With Russia's invasion of Ukraine going poorly, some foreign policy experts have begun speculating about the potential collapse of the Russian state. But is this just baseless sensationalism? Or is there a chance Russia could become a failed state?
While Vladimir Putin and his guru Alexander Dugin dream of a Great Russia, global strategists and analysts believe Russia may not survive the coming decade. Nearly half of top foreign-policy experts think Russia will become a failed state or break up by 2033. In the case of Russia, this could be fatal, given all the nuclear weapons and more or less insane provincial rulers.
STOCKHOLM JANUARY 16: While Vladimir Putin in his megalomania and his guru Alexander Dugin dream of a Great Russia covering all of Europe and large parts of Asia, global strategists and analysts believe Russia as we know it may not survive the coming decade and risks becoming a failed state as it pursues its costly war in Ukraine.
Nearly half of top foreign-policy experts think Russia will become a failed state or break up by 2033, according to a new survey by the Atlantic Council think tank.
Nearly half (46 percent) of respondents expect Russia to either become a failed state or break up by 2033. More than a fifth (21 percent) consider Russia the most likely country to become a failed state within the next ten years, which is more than twice the percentage for the next most common choice, Afghanistan.
A failed state is a political body that has disintegrated to a point where basic conditions and responsibilities of a sovereign government no longer function properly. In the case of Russia, this could be fatal, given all the nuclear weapons and more or less insane provincial rulers. It may be the seed of the mother of all nightmares.
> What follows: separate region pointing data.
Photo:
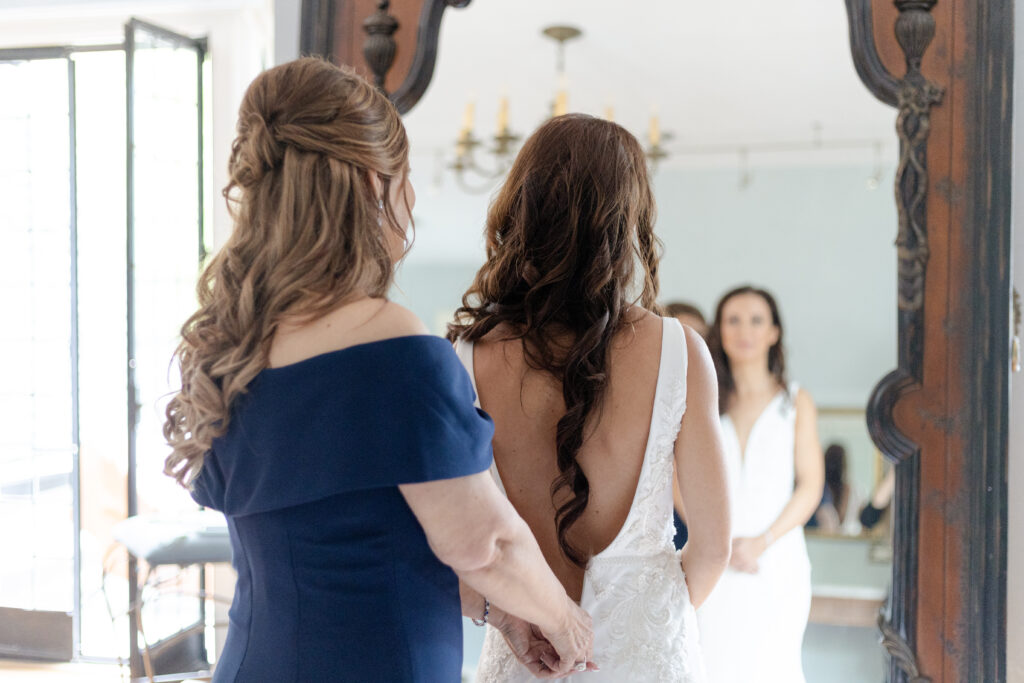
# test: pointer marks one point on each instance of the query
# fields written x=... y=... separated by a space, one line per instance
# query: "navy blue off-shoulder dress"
x=335 y=579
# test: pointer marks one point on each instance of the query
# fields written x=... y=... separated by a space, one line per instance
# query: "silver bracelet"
x=486 y=610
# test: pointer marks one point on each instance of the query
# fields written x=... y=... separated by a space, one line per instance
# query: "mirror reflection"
x=770 y=168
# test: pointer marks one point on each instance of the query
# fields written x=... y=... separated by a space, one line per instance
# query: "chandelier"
x=503 y=145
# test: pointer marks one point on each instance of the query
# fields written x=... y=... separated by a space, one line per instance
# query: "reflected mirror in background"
x=772 y=166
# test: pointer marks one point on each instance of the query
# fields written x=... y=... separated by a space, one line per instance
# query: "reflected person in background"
x=687 y=314
x=752 y=627
x=336 y=434
x=840 y=502
x=881 y=500
x=595 y=398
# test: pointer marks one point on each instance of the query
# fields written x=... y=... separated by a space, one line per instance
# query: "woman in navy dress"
x=339 y=438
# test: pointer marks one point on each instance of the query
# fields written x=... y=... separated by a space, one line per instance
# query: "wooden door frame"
x=942 y=415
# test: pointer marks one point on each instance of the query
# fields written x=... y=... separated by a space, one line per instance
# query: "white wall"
x=287 y=15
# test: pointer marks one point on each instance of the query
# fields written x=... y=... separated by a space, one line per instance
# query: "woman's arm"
x=476 y=531
x=700 y=472
x=810 y=472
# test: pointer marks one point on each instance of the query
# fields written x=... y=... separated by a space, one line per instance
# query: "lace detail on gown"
x=644 y=625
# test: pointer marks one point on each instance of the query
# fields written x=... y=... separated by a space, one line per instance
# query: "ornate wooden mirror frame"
x=941 y=415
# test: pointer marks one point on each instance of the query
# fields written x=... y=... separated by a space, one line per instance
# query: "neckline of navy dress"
x=365 y=346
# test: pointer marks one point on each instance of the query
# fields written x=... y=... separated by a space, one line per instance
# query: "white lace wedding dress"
x=645 y=628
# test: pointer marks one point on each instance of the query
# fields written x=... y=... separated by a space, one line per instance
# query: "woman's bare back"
x=526 y=407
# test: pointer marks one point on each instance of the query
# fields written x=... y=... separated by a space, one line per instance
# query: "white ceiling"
x=736 y=73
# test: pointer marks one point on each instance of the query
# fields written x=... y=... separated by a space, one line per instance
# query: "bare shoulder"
x=696 y=347
x=701 y=379
x=392 y=319
x=805 y=403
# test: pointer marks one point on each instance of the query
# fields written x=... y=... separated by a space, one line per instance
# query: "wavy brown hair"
x=569 y=239
x=776 y=354
x=307 y=236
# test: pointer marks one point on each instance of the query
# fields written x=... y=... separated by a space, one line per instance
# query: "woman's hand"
x=525 y=641
x=572 y=643
x=745 y=553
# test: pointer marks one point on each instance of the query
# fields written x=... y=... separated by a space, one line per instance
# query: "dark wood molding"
x=379 y=47
x=942 y=415
x=913 y=95
x=316 y=28
x=375 y=41
x=986 y=356
x=416 y=83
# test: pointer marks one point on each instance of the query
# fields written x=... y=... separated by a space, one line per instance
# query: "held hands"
x=745 y=552
x=555 y=654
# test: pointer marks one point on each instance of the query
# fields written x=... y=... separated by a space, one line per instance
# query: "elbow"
x=476 y=550
x=720 y=554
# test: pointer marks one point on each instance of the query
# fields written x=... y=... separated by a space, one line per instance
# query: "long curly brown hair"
x=776 y=354
x=308 y=236
x=570 y=247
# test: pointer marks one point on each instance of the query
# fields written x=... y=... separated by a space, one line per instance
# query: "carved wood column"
x=941 y=416
x=392 y=44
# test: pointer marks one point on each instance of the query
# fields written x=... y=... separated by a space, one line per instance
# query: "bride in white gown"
x=776 y=473
x=595 y=401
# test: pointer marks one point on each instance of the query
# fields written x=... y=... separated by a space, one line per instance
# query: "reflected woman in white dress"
x=752 y=627
x=595 y=399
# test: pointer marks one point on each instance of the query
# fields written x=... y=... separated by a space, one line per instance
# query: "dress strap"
x=674 y=359
x=464 y=350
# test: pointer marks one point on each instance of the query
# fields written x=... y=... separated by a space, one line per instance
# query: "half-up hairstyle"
x=776 y=354
x=570 y=246
x=308 y=236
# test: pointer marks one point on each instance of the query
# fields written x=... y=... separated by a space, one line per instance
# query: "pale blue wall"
x=815 y=237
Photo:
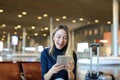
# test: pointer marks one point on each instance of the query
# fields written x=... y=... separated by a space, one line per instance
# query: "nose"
x=61 y=39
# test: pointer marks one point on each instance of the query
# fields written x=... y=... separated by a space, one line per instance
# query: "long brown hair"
x=68 y=48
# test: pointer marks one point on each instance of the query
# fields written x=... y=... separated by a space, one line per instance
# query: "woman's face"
x=60 y=38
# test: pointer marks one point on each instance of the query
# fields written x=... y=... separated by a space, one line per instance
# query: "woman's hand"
x=69 y=66
x=55 y=69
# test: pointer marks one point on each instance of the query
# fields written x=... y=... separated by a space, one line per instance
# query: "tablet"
x=62 y=59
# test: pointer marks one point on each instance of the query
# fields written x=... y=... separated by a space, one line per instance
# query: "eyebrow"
x=61 y=35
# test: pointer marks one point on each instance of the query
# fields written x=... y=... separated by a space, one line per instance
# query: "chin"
x=59 y=47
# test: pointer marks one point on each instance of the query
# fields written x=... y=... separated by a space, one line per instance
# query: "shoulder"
x=75 y=56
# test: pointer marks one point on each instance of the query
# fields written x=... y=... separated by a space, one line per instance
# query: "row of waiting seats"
x=20 y=71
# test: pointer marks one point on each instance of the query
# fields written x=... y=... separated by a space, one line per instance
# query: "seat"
x=32 y=70
x=9 y=71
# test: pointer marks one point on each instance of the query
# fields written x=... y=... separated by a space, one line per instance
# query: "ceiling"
x=89 y=10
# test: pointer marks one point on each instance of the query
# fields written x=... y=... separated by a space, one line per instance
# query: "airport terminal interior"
x=26 y=27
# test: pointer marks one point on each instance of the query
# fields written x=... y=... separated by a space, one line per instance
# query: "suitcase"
x=97 y=75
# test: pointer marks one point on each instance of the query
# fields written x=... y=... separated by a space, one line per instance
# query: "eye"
x=65 y=38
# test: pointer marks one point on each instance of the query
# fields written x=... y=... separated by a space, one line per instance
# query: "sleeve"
x=75 y=63
x=44 y=62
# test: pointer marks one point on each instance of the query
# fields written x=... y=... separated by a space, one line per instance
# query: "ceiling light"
x=18 y=26
x=15 y=32
x=28 y=37
x=46 y=28
x=36 y=34
x=24 y=13
x=108 y=22
x=44 y=34
x=45 y=15
x=74 y=21
x=39 y=17
x=33 y=27
x=3 y=25
x=19 y=15
x=81 y=19
x=64 y=17
x=15 y=27
x=96 y=21
x=1 y=10
x=4 y=32
x=42 y=29
x=57 y=19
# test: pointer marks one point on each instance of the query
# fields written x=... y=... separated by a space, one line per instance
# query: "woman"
x=51 y=70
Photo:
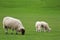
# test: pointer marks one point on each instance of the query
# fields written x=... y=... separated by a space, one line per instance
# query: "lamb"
x=42 y=25
x=13 y=24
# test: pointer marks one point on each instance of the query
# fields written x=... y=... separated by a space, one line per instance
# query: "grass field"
x=29 y=12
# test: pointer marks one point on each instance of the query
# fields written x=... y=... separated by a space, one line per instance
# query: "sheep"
x=13 y=24
x=42 y=25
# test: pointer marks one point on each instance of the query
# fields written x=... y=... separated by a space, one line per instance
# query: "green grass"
x=30 y=11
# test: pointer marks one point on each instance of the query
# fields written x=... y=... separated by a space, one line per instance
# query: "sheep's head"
x=49 y=29
x=22 y=31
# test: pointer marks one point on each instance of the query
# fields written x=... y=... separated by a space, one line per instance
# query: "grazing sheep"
x=13 y=24
x=42 y=25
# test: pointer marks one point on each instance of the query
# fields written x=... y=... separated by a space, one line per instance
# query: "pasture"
x=30 y=11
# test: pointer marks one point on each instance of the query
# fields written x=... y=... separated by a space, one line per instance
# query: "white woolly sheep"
x=42 y=25
x=13 y=24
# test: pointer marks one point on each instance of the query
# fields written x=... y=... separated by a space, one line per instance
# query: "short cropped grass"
x=29 y=13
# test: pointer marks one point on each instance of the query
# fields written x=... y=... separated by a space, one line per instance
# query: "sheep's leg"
x=12 y=31
x=44 y=29
x=16 y=32
x=6 y=30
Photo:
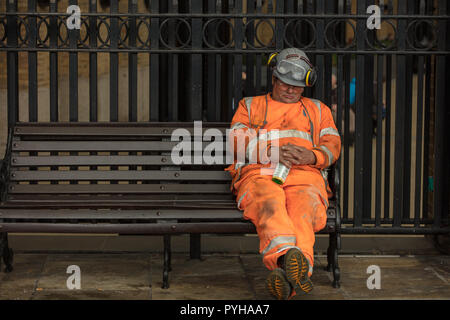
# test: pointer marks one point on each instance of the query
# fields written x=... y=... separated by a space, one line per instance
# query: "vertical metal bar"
x=93 y=97
x=419 y=139
x=196 y=105
x=380 y=68
x=132 y=72
x=279 y=26
x=12 y=68
x=360 y=105
x=218 y=76
x=426 y=136
x=53 y=32
x=347 y=137
x=93 y=32
x=237 y=68
x=339 y=108
x=132 y=63
x=258 y=73
x=439 y=119
x=154 y=63
x=269 y=72
x=368 y=116
x=114 y=72
x=73 y=81
x=114 y=65
x=320 y=44
x=227 y=67
x=387 y=143
x=73 y=72
x=249 y=89
x=400 y=109
x=210 y=84
x=408 y=128
x=32 y=64
x=172 y=65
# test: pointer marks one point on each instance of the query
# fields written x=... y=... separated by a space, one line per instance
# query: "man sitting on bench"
x=286 y=210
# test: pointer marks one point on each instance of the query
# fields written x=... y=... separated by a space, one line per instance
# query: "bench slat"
x=108 y=129
x=62 y=160
x=120 y=214
x=121 y=197
x=100 y=145
x=119 y=188
x=137 y=228
x=125 y=175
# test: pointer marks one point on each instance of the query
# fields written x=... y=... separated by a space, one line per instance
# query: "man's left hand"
x=298 y=155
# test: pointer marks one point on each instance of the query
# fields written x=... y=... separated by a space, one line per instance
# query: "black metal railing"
x=204 y=56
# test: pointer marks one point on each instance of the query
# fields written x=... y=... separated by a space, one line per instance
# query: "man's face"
x=285 y=93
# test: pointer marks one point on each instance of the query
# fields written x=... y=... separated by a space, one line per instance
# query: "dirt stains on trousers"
x=285 y=216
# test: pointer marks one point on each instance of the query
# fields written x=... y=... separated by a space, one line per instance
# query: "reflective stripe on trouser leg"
x=308 y=212
x=265 y=206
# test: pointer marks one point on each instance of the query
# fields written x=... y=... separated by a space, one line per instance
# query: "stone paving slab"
x=216 y=277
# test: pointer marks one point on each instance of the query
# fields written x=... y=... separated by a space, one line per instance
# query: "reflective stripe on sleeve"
x=329 y=131
x=275 y=242
x=239 y=125
x=275 y=135
x=329 y=154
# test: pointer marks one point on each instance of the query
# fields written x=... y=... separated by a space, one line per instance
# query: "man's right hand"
x=284 y=157
x=290 y=155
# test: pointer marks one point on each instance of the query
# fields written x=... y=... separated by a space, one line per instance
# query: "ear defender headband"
x=311 y=74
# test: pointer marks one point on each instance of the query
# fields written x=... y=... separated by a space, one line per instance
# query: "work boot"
x=296 y=267
x=278 y=284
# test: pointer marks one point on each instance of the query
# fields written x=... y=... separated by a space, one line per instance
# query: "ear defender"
x=311 y=77
x=272 y=61
x=311 y=74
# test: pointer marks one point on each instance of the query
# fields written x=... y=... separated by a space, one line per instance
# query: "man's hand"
x=295 y=155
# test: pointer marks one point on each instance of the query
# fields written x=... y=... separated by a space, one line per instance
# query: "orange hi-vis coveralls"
x=286 y=215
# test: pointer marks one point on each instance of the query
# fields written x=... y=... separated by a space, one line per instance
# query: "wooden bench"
x=119 y=178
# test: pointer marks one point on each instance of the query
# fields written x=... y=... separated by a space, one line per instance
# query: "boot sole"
x=278 y=285
x=297 y=267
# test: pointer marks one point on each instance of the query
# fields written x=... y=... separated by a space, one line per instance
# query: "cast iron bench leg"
x=332 y=258
x=195 y=246
x=336 y=271
x=167 y=262
x=6 y=252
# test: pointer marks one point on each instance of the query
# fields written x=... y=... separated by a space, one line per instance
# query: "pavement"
x=138 y=276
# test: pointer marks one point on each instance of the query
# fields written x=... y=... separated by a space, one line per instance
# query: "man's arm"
x=324 y=154
x=329 y=147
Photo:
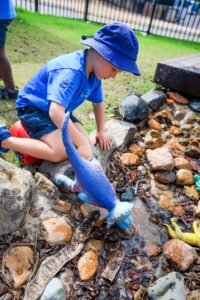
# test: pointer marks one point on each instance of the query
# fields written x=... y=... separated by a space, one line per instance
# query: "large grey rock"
x=169 y=287
x=54 y=291
x=134 y=109
x=17 y=190
x=120 y=132
x=155 y=99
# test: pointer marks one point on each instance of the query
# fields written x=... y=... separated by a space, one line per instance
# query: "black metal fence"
x=172 y=18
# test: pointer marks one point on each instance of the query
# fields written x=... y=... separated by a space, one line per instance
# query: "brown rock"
x=16 y=265
x=176 y=146
x=184 y=177
x=137 y=150
x=163 y=114
x=152 y=250
x=178 y=210
x=175 y=130
x=170 y=101
x=129 y=159
x=178 y=98
x=182 y=163
x=191 y=192
x=153 y=139
x=94 y=245
x=62 y=206
x=180 y=253
x=160 y=159
x=58 y=230
x=164 y=201
x=87 y=265
x=165 y=177
x=153 y=124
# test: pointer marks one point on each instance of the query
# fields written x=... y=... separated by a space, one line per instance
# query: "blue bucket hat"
x=117 y=44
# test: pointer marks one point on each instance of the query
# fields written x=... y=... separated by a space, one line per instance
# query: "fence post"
x=36 y=5
x=86 y=9
x=152 y=16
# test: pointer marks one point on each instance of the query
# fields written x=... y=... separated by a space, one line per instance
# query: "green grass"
x=34 y=39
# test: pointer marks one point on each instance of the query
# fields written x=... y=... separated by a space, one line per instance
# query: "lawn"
x=34 y=39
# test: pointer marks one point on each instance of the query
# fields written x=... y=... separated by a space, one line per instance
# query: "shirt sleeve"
x=97 y=94
x=62 y=85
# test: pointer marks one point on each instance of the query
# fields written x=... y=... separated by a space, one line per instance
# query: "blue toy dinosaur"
x=92 y=184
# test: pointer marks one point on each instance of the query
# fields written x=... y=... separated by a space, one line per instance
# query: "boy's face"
x=103 y=69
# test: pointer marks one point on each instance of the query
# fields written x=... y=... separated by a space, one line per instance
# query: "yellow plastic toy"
x=192 y=238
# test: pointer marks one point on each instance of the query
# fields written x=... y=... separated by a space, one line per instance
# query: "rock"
x=153 y=124
x=46 y=186
x=16 y=265
x=169 y=287
x=177 y=98
x=150 y=232
x=178 y=210
x=54 y=291
x=175 y=130
x=17 y=190
x=58 y=230
x=121 y=134
x=176 y=146
x=160 y=159
x=194 y=104
x=129 y=159
x=67 y=280
x=62 y=206
x=87 y=265
x=134 y=109
x=193 y=295
x=154 y=99
x=94 y=245
x=153 y=139
x=152 y=250
x=164 y=201
x=179 y=253
x=192 y=152
x=87 y=209
x=184 y=177
x=137 y=150
x=182 y=163
x=165 y=177
x=191 y=192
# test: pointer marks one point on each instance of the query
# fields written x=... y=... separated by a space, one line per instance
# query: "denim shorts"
x=3 y=29
x=38 y=122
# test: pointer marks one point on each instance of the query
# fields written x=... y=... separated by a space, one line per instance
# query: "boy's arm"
x=57 y=115
x=101 y=138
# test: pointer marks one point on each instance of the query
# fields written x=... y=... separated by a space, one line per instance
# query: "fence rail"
x=172 y=18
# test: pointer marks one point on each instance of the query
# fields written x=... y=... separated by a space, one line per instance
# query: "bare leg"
x=49 y=147
x=6 y=70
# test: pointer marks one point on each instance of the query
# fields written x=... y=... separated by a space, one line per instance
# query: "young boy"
x=7 y=14
x=62 y=85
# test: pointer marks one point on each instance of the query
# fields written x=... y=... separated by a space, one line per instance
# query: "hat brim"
x=115 y=59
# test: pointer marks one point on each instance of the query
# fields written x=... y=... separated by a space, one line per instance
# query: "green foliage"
x=33 y=39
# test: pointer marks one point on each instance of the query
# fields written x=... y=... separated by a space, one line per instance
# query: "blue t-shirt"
x=7 y=10
x=62 y=80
Recently, the leader of the Wagner Group, the warlord Yevgeny Prigozhin, has begun to assert himself against the legal Russian army. According to the political theories of Max Weber, a state is defined as maintaining a monopoly on the legitimate use of physical force within its borders. When this is broken (e.g., through the dominant presence of warlords, paramilitary groups, corrupt policing, armed gangs, or terrorism), the very existence of the state becomes dubious, and the state becomes a failed state. Putin himself states that he has no control over the Wagner Group and the warlord. So Russia has two armies, one of which is not controlled by the state.
Weber explains that only the state has the means of production necessary for physical violence. This means that the state does not require legitimacy for achieving a monopoly on having the means of violence (de facto), but will need one if it needs to use it.